Unlock Portfolio Insights Using NumPy Arrays

No of Post Views:

37 hits

Chapter 2

2.1 Learning Objectives

By the end of this chapter, you will be able to:

  1. Explain why standard Python lists are inefficient for large-scale financial data.
  2. Create and manipulate 1D (vectors) and 2D (matrices) NumPy arrays.
  3. Perform vectorized operations to calculate returns across thousands of assets simultaneously.
  4. Use Linear Algebra (dot products) to calculate portfolio variance and expected returns.

2.2 Introduction: The Need for Speed

In Chapter 1, we calculated the return of a stock using a for loop. While this works for a few data points, it fails at the institutional level.

The Problem:

Imagine analyzing the S&P 500 index.

  • 500 companies.
  • 20 years of daily data (~5,000 trading days).
  • Total data points: 500 × 5,000 = 2,500,000.

Looping through 2.5 million items in pure Python is slow.

The Solution: NumPy (Numerical Python)

NumPy provides a new data structure called the ndarray (N-dimensional array).

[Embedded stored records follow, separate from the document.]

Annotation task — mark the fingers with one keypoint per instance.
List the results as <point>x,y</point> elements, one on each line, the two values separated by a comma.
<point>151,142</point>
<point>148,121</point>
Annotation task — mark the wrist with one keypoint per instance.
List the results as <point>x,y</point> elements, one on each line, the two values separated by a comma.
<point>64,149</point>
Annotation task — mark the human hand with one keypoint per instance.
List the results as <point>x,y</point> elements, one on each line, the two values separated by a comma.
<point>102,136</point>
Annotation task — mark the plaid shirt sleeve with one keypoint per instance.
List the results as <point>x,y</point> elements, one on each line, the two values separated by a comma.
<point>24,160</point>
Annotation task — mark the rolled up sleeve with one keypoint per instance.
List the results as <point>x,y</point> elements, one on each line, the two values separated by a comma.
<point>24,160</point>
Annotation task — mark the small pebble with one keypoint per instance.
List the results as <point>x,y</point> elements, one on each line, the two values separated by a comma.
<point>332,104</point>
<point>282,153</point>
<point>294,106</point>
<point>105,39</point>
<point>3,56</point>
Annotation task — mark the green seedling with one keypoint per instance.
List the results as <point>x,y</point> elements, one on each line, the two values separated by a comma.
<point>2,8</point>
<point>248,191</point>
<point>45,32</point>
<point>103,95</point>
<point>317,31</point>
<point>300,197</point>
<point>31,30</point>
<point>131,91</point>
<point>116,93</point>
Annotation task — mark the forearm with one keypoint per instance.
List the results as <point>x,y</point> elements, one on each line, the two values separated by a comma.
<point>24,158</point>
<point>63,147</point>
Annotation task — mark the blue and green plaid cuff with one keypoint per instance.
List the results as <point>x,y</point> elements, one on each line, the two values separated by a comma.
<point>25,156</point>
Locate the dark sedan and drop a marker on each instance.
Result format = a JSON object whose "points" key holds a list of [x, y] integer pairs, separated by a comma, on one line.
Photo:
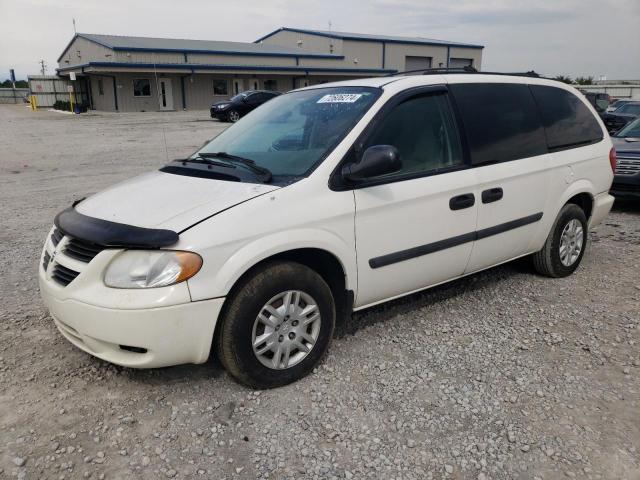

Unlike Python lists, which are scattered in memory, NumPy arrays are stored in contiguous blocks of memory (like C or Fortran). This allows for Vectorization; applying a mathematical operation to an entire array at once, without writing a loop.

To use NumPy, we import it using the universal standard alias np.

import numpy as np

 

2.3 The NumPy Array

The core building block of quantitative finance is the Array.

1. Creating Arrays from Lists

We can convert a standard Python list into a NumPy array.

Financial Context:

1D Array (Vector): Represents a single time series (e.g., closing prices of AAPL).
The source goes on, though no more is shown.